Kunming is nice place and probably the cleanest major Chinese city I’ve seen, save the toilets which are typically grotesque (China hands know exactly what I’m talking about). The temperature is warm (45F/10C) and the scarf-wearing denizens are horrified to see my traveling partner, who is from Michigan, wearing shorts. The town has a vibrant commercial center with most clerks decked out in tacky Christmas outfits (think Santa hats ala our current theme). Alas, I’ve discovered that despite a long history of Islam, the old mosques have all been torn down and replaced with kitschy, Las Vegas-esque mosques with the PRC flag on display out front. A local church will be holding a Christmas Eve service tomorrow which I will attend if we’re still in town, but we may have moved on to Dali by then. In the meantime, I’m looking forward to sleeping in a proper bed tonight.
Photos of China to come later; in the meantime, here are six photos from the aforementioned Sapa.

Sunrise enroute from the border to Sapa

View of Sapa from the nearby radio tower. You can see the Fansipan Mountain in the distance.
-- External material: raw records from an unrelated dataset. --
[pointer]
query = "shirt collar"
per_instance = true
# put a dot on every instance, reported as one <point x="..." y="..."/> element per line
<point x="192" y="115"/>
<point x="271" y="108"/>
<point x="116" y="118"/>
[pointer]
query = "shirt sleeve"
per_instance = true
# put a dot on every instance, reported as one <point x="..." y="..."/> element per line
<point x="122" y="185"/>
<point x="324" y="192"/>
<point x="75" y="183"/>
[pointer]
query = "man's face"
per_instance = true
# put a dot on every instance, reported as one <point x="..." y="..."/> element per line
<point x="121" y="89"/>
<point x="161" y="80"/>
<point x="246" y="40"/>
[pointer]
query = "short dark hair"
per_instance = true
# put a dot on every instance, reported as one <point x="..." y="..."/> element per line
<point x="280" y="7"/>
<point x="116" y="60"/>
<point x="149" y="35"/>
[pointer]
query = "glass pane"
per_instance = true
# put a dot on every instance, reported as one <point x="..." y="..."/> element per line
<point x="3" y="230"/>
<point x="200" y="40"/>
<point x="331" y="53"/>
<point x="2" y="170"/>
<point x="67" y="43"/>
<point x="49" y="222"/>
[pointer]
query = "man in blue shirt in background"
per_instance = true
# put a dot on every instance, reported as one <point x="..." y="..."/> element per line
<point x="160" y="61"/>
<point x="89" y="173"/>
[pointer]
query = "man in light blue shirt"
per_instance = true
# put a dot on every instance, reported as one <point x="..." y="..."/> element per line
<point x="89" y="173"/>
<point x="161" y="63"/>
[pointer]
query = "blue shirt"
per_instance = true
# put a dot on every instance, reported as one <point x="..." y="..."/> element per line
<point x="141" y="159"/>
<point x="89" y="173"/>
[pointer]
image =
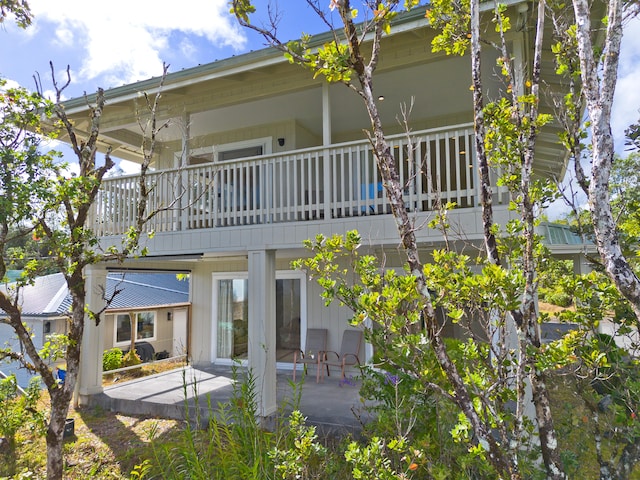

The mountains, about 10km out of town.

The Silver Falls, the tallest waterfall in Vietnam (don’t be fooled by the picture, the falls are at least 200 feet tall)

The H’Mong village of Cat Cat.

The Sapa Church.
A quick word of thanks to Lirelou for his pre-departure advice about Vietnam and his excellent comments on the Vietnam posts explaining snake wine, the Hue massacre, the War Museum, and much more. Alas, we never made it to Nha Trang per your advice, but with the weather that turned out to be a good thing—more later.

Comments to this entry
Saru
December 23, 2005
3:27 pm
Reminds me of Urumqi.
Dan tdaxp
December 23, 2005
4:31 pm
Dr. Alfred Russel Wallace
December 24, 2005
4:59 am
Yago
December 24, 2005
5:07 am
Btw, that Church is quite cute. As cute as some Romanic churches back home.
I once attended a catholic mass in Gulangyu, Xiamen. It was in English. I always wondered if anyone actually understood the stuff.
lirelou
December 28, 2005
12:32 am
pd para Yago: Para repetir el refran de Facundo Cabral, Yo no soy ni de alli, ni soy de alla. El personaje "Lirelou", capitan de paracaidistas franceses al seno del Bat. ONU "du Coree" (51-52), era tanto veterano de la guerra civil espanola, como de la segunda geurra mundial y la Indochina. Por supuesto, se podia expresarse en castellano, como su catalan natal y frances. Taraea fuera del alcance de este servidor.